Jobs supported his argument by noting that as of the end of 2006, Apple had sold some 90 million iPods and 2 billion songs via the iTunes store. That is, it had sold an average of 22 songs per iPod. But surveys showed that, on average, users had about 1,000 songs on their iPods. That is, typical iPod users acquired roughly 97% of their music from DRM-free platforms or other paid platforms. This implies that efforts to add layer upon layer of encryption are not only in vain, but misdirected.
Jobs offered a radical proposal near the end of his piece: "Imagine a world where every online store sells DRM-free music.... This is clearly the best alternative for consumers...." Two months later, Jobs and EMI announced that they would begin selling DRM-free music playable on any device and without any limitations on duplication for US$1.29 per song. Soon afterward, following Amazon's example, this price was reduced to US$0.99.
What's the business model?At the end of 2008, the Recording Industry Association of America (RIAA) announced that it would cease to sue individuals who illegally shared music online because the facts on the ground had demonstrated that unlicensed sharing of music had increased in spite of the RIAA's legal campaign. In fact, the campaign hadn't just failed, it had actively annoyed the public. By early 2009, Apple reported that 80% of the music on iTunes was now DRM-free, much to the delight and benefit of consumers.
With downloading eroding profits, the record industry has had to find other means of attracting consumers. Live performances, which can't be duplicated, have become its new profit driver. In fact, live music generated revenues of US$4 billion globally in 2008. The Taiwanese band Mayday tried something a little more innovative in the first half of 2009: it bundled a concert ticket with each of its CDs. The promotion succeeded in selling 190,000 CDs while also giving fans a taste of the joys of a live performance.
Now the e-publishing industry is facing its own DRM headaches, and is in many instances rehashing the same debates that the recording industry struggled with. Should texts be open or protected? If openness and sharing are fundamental to the Internet, how can publishers persuade authors to license the very problematic digital rights to their work?
With e-publishing still evolving, products are likely to be replicated across multiple platforms, from computers, cellphones, flash drives, and optical disks to e-readers and devices that have yet to be created. Sales models are also likely to be varied and will include individual sales, subscriptions, membership arrangements, and tie-ins. To avoid having to keep signing new contracts to cover each new future development, publishers are naturally eager to conclude single, comprehensive agreements.

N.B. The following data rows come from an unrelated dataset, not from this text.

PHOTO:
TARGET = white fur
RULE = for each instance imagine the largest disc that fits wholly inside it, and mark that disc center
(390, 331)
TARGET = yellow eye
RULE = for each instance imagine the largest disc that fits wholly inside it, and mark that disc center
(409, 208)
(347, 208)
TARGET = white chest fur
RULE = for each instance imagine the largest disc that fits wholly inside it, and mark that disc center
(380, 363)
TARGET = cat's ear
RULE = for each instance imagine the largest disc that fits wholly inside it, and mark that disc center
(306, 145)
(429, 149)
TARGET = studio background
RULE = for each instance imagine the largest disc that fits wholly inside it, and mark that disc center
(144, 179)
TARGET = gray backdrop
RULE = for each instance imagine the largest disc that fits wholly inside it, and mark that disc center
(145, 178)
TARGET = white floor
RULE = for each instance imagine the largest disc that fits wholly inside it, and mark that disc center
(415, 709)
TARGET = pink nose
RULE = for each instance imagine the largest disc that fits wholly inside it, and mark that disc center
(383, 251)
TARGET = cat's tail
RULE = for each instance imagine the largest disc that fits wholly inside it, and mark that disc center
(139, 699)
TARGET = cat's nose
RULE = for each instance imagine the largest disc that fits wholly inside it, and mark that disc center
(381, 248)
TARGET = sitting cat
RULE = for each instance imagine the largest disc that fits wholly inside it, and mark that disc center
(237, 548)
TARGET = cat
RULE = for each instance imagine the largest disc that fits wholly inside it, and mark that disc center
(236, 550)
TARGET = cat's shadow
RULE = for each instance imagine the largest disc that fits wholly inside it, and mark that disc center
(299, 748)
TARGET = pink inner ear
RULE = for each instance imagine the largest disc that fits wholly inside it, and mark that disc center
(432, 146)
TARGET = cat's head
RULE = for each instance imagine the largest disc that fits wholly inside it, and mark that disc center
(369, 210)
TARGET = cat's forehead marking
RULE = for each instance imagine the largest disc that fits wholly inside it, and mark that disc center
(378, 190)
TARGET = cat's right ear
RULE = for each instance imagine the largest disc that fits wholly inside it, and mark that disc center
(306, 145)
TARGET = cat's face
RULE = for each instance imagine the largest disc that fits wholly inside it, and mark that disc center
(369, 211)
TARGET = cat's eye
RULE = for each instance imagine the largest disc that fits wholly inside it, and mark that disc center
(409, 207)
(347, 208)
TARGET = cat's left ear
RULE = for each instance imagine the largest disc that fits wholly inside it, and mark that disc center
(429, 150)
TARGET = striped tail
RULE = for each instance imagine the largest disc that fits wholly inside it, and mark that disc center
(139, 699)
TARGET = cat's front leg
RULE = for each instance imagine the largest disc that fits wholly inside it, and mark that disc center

However, "Publishers can't simply say, 'trust us, we won't harm you,' and expect to acquire broad rights to their writers' work," says Dick W. C. Lai, a lawyer specializing in copyright. "Not when they can't offer solid answers to any of the questions authors raise." Speaking at a conference on digital publishing rights, Lai recommended that until formats are unified and the commercial market really takes shape, publishers "shouldn't raise authors' expectations. Otherwise, authors are going to be very disappointed by the miniscule royalty payments they start receiving down the road."
On the other hand, authors suffer more when they are ignored than when they are pirated.
In 1996, the Brazilian author Paulo Coelho took the bold step of making the Russian translation of his The Alchemist available for free online. Within a year, sales of the book, which had previously languished at just 1,000 volumes, had grown tenfold.
Coelho's experience suggests that while e-books are convenient, they aren't all that amenable to collecting and owning. As long as people want to own things for themselves, good works will continue to sell. Surely there are better approaches than DRM to obtaining value from copyrights in the digital era.